На открытом месте страх улетучился и минутная слабость прошла. Он снова был Спейдом или, лучше, героем нашего «Подвига разведчика». Ноги сами несли его вперед. Глеб перебегал от дома к дому, пригибался, прячась за крылечками подъездов, тумбами оград, павильонами остановок, а приземистый силуэт все маячил и маячил впереди. Азарт преследователя окончательно завладел юношей, он наслаждался тем, как бесшумно скользит по улице, каким ловким и бесшумным стал его шаг, как зорко, с внимательным суровым прищуром глядят в темноту глаза. Тьма ширилась, город уходил куда-то вверх, дома нависали изломанными плоскостями, глядели слепыми зеркальными бельмами окон, щерились перекошенными провалами сорванных дверей. Сумерки обесцветили пространство, серыми в такое время становятся не только кошки, но и дома, небо, дорога. Мир превратился в черно-белую киноленту, вокруг клубился туман, похоронивший в себе звуки, краски и запахи, не хватало только тревожной музыки.
В реальность его вернул звук случайной жестянки, загремевшей под ногой. Глеб вздрогнул, остановился, заозирался вокруг, смешно открыв рот. Спейд и разведчик исчезли, был только испуганный подросток, начинающий понимать, что лучше всего сейчас развернуться и бежать без оглядки.
Но было поздно, из тумана надвинулось страшное бледное лицо, и тихий голос с жуткой вежливостью спросил:
— И что вам нужно в такое время и в таком месте, молодой человек?
Раиса Георгиевна крутилась перед зеркалом, словно десятиклассница перед выпускным балом.
— Тамарочка, — прогудела она басовито, как шмель, — вы просто чудесница!
Она не преувеличивала. Платье удалось на славу. Грузноватая, оплывающая Раиса Георгиевна была в нем очень даже недурна. С нескрываемым сожалением переодевшись в будничное, она расплатилась, аккуратно подсунула коробочку хороших конфет — «чайку попьете!» — и застенчиво осведомилась:
— Тамара, у вас много заказов? Очень нужен костюм.
Для вида Тамара покопалась в блокноте, но на самом деле для Раисы Георгиевны она бы, не задумываясь, подвинула остальных заказчиц. Очень уж приятно было с ней работать.
— Давайте шить, — улыбнулась она, — ткань вы уже подобрали?
— Есть ткань… Правда, в полоску. Ох, не знаю даже. Все говорят, стройнит, а я в полосатом костюме на диван похожа.
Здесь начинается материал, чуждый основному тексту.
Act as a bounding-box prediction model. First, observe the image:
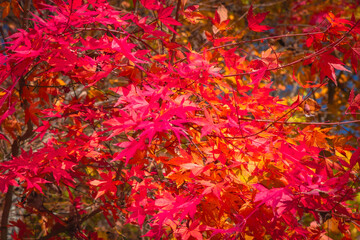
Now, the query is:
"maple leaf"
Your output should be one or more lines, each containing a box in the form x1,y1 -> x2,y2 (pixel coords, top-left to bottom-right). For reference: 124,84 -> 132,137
319,53 -> 350,85
158,7 -> 181,34
345,88 -> 360,118
89,172 -> 121,199
247,5 -> 272,32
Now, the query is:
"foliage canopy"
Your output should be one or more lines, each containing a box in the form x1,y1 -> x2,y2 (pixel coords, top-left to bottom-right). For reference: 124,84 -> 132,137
0,0 -> 360,240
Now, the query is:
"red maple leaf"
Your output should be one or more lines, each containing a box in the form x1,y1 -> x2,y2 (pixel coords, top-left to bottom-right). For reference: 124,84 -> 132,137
319,53 -> 350,85
247,5 -> 272,32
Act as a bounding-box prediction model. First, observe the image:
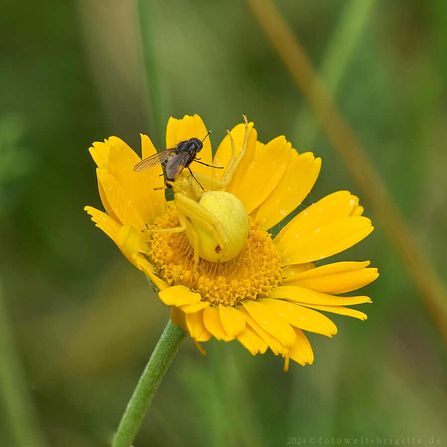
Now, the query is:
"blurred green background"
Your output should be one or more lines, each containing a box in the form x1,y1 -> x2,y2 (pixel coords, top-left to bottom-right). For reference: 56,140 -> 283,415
0,0 -> 447,447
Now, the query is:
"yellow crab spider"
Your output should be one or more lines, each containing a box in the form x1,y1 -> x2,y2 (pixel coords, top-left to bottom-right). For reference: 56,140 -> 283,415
155,115 -> 250,268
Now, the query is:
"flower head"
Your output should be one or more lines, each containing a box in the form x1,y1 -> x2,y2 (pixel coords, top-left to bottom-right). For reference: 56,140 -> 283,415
86,115 -> 378,368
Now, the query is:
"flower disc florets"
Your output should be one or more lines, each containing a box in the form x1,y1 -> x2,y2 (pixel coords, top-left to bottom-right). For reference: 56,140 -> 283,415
147,208 -> 282,306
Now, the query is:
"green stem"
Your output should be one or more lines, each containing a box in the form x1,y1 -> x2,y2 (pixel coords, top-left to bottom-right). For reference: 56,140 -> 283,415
296,0 -> 375,147
112,320 -> 185,447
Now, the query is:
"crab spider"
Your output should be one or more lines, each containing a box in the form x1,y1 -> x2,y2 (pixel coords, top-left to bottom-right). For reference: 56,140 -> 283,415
155,115 -> 250,271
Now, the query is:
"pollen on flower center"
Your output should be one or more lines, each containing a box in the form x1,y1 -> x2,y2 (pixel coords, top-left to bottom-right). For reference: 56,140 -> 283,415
148,209 -> 282,306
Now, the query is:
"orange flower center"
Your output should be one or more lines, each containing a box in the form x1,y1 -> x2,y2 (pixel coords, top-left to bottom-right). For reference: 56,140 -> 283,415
148,209 -> 282,306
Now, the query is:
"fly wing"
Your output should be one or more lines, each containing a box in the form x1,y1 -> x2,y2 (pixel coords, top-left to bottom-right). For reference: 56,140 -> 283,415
165,152 -> 190,180
133,149 -> 175,172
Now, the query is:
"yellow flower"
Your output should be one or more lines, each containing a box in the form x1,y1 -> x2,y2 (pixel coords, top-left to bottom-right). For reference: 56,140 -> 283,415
85,115 -> 378,369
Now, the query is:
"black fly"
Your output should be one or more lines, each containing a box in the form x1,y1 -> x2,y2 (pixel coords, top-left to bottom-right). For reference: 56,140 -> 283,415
133,132 -> 223,189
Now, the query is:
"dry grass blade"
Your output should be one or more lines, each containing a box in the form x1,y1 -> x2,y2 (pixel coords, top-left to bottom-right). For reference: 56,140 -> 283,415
246,0 -> 447,341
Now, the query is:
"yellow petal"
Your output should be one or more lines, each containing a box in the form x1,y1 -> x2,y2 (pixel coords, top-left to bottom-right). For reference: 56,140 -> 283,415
181,301 -> 209,314
288,329 -> 314,366
255,150 -> 321,229
261,298 -> 337,337
277,216 -> 374,265
203,307 -> 234,341
219,304 -> 245,337
242,301 -> 295,346
241,308 -> 288,355
84,206 -> 122,245
283,261 -> 379,294
158,286 -> 201,307
275,191 -> 364,244
185,310 -> 211,342
84,206 -> 147,265
282,262 -> 315,281
232,137 -> 293,213
213,123 -> 256,178
96,168 -> 145,231
166,115 -> 214,176
90,136 -> 165,223
269,286 -> 371,306
237,326 -> 268,355
306,304 -> 368,320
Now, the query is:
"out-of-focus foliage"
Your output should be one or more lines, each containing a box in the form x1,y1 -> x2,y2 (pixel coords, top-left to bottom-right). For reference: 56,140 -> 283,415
0,0 -> 447,447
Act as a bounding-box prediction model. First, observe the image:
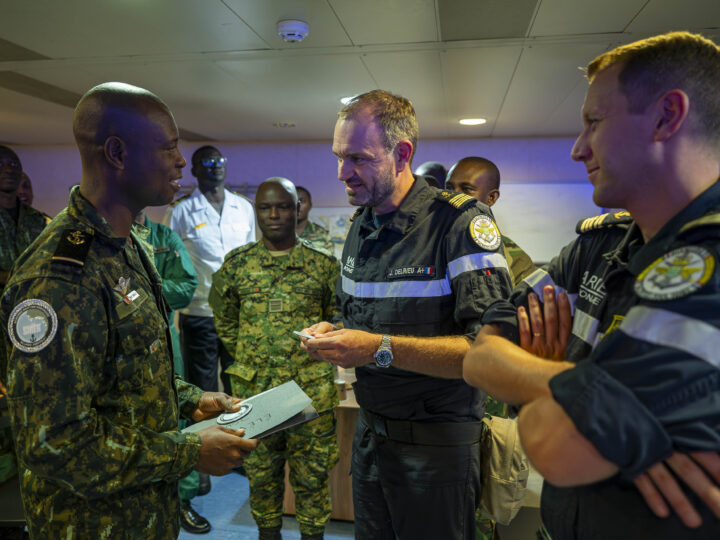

Тамара засмеялась и заверила, что Раиса Георгиевна будет прекрасна. Они еще пощебетали в прихожей, наконец Тамара вернулась в комнату и принялась вертеть в руках оставшиеся лоскуты панбархата.
Сиреневый… Был у нее кусок подкладочной ткани того же оттенка. А еще остатки зеленого и черного бархата.
Тамара разворошила стопку журналов, нашла нужную фотографию. Вот оно! Отрез на осенний наряд давно лежал в шкафу. Ткань, конечно, попроще. Но вот если по воротнику и обшлагам рукавов пустить трехцветную отделку, да пуговицы тканью обтянуть, получится очень даже ничего.